Exploring a key to hepatitis C entry into cells
In a new paper published in Nature, scientists from the National Institute of Allergy and Infectious Diseases (NIAID), part of the National Institutes of Health, describe the structure of a key protein on the surface of the hepatitis C virus (HCV) and how it interacts with its receptor found on some human cells. The findings provide new leads for developing an HCV vaccine. Hepatitis C is one of the most common bloodborne infections in the United States. Although it may not cause any symptoms in its early stages, untreated chronic infections can lead to severe liver damage, cancer, and death. Concerningly, infections are on the rise among young adults, largely due to exposure resulting from shared drug-injectables. No vaccine is available to prevent HCV infection.
HCV is usually transmitted via blood, such as during birth or when drug-injection equipment is shared. Because HCV may not cause any symptoms for years after initial infection, infections often go undetected. According to the U.S. Centers for Disease Control and Prevention, an estimated 2.4 million people are living with hepatitis C infection in the United States. More than half of all people infected with HCV are thought to develop chronic infection.
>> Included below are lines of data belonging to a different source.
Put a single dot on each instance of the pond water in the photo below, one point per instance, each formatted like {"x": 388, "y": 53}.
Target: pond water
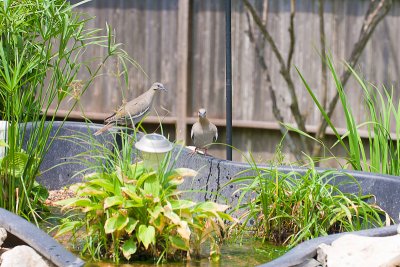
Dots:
{"x": 248, "y": 253}
{"x": 235, "y": 252}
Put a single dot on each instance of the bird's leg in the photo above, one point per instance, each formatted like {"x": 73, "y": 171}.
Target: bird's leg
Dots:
{"x": 193, "y": 151}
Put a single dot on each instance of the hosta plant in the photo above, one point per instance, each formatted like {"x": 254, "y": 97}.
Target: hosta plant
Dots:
{"x": 290, "y": 207}
{"x": 139, "y": 214}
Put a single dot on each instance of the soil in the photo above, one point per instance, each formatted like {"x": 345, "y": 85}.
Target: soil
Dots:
{"x": 57, "y": 195}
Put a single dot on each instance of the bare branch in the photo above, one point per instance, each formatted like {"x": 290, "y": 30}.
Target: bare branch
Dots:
{"x": 285, "y": 72}
{"x": 291, "y": 33}
{"x": 324, "y": 73}
{"x": 275, "y": 109}
{"x": 377, "y": 10}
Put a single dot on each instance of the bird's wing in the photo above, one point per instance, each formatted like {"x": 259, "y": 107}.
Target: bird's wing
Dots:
{"x": 215, "y": 130}
{"x": 192, "y": 132}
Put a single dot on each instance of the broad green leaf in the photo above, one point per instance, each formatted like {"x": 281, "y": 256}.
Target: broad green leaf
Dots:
{"x": 144, "y": 177}
{"x": 155, "y": 212}
{"x": 92, "y": 191}
{"x": 68, "y": 227}
{"x": 152, "y": 186}
{"x": 129, "y": 248}
{"x": 103, "y": 183}
{"x": 129, "y": 190}
{"x": 178, "y": 243}
{"x": 175, "y": 219}
{"x": 210, "y": 206}
{"x": 184, "y": 230}
{"x": 136, "y": 170}
{"x": 116, "y": 222}
{"x": 131, "y": 204}
{"x": 226, "y": 216}
{"x": 147, "y": 235}
{"x": 74, "y": 202}
{"x": 14, "y": 164}
{"x": 3, "y": 144}
{"x": 176, "y": 176}
{"x": 131, "y": 225}
{"x": 113, "y": 201}
{"x": 182, "y": 204}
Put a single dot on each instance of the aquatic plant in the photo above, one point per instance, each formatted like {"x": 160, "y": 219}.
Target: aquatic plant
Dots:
{"x": 290, "y": 207}
{"x": 42, "y": 50}
{"x": 137, "y": 213}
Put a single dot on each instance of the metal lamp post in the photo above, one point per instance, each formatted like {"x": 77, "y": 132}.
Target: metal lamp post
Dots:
{"x": 153, "y": 148}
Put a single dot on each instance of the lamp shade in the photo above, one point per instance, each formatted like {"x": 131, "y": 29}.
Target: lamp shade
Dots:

HCV is a leading cause of cirrhosis, liver failure requiring transplant, and the leading cause of death from liver disease. Although effective antiviral drugs are available to treat HCV infection, they are expensive and do not prevent reinfection.
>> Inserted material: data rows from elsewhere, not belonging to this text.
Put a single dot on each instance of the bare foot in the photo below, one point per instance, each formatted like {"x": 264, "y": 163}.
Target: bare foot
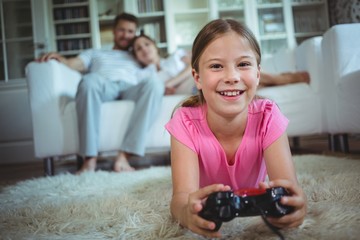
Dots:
{"x": 121, "y": 164}
{"x": 295, "y": 77}
{"x": 89, "y": 165}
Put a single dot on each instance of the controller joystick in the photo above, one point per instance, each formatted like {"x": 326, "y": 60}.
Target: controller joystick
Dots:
{"x": 224, "y": 206}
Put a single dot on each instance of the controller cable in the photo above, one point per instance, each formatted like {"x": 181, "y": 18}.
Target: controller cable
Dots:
{"x": 272, "y": 227}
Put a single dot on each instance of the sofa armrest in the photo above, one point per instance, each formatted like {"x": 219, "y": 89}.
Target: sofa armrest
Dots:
{"x": 50, "y": 85}
{"x": 309, "y": 58}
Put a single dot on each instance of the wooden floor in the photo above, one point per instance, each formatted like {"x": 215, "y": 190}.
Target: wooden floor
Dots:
{"x": 12, "y": 173}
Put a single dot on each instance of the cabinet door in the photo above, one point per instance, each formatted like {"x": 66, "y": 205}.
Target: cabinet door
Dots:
{"x": 16, "y": 38}
{"x": 271, "y": 24}
{"x": 233, "y": 9}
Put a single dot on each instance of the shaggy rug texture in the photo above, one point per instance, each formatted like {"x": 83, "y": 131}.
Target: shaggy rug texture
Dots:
{"x": 107, "y": 205}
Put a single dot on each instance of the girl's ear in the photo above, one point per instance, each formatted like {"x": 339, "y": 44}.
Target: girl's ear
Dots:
{"x": 197, "y": 79}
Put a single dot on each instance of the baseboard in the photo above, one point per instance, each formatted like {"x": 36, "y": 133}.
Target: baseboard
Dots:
{"x": 17, "y": 152}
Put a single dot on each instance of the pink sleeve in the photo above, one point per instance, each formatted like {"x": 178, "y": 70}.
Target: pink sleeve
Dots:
{"x": 181, "y": 128}
{"x": 275, "y": 123}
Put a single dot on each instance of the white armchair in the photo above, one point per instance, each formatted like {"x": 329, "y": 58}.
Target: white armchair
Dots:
{"x": 341, "y": 54}
{"x": 52, "y": 87}
{"x": 300, "y": 102}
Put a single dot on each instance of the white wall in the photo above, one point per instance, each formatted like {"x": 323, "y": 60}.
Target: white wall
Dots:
{"x": 15, "y": 126}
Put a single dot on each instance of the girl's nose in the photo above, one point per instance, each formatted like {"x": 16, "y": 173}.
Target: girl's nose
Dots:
{"x": 232, "y": 76}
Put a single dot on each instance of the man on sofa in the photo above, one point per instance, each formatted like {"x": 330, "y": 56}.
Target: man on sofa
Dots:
{"x": 109, "y": 75}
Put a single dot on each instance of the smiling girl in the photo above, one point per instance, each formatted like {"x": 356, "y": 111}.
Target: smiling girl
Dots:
{"x": 225, "y": 138}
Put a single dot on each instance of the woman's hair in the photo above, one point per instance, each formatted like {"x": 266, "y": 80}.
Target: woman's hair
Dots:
{"x": 207, "y": 35}
{"x": 132, "y": 50}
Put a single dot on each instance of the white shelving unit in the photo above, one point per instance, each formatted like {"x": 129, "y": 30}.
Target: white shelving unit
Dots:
{"x": 73, "y": 26}
{"x": 174, "y": 24}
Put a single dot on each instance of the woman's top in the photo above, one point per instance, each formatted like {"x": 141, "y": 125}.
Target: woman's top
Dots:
{"x": 265, "y": 124}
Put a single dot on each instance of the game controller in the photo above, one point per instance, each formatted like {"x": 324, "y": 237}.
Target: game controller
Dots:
{"x": 224, "y": 206}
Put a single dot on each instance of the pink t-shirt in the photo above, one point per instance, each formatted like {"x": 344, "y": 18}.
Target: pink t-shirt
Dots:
{"x": 265, "y": 124}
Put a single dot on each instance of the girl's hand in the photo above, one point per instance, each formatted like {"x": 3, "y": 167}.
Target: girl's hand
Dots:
{"x": 191, "y": 218}
{"x": 297, "y": 199}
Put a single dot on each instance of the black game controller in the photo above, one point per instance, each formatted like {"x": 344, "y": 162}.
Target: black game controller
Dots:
{"x": 224, "y": 206}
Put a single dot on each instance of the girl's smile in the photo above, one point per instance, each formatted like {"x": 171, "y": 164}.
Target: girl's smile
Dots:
{"x": 228, "y": 77}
In their new paper in Nature, researchers from NIAID and other organizations describe the interaction between a protein expressed on the surface of the HCV, known as HCV E2, and a receptor called CD81 found on the surface of some human cells. Prior research had shown that antibodies interfered with interactions between these two proteins. This suggested that the interaction between HCV E2 and CD81 allowed HCV to enter and infect human cells. However, exactly how this occurred was unknown.
The researchers determined the exact structure of HCV E2 and CD81 and studied how the two proteins interacted when exposed to each other under different conditions. They found that under acidic conditions, HCV E2 easily binds to the CD81 receptor. Once the interaction between virus and receptor begins, HCV E2 changes shape, facilitating its entrance into the cell by putting the virus in closer contact with the cell membrane.
Identifying these structures and the ways they interact with each other may provide the foundation for a vaccine against HCV, the researchers say. A vaccine potentially could cause a person to make specific antibodies that prevent HCV E2 from binding with CD81, stopping the virus from entering the cell, and preventing HCV infection.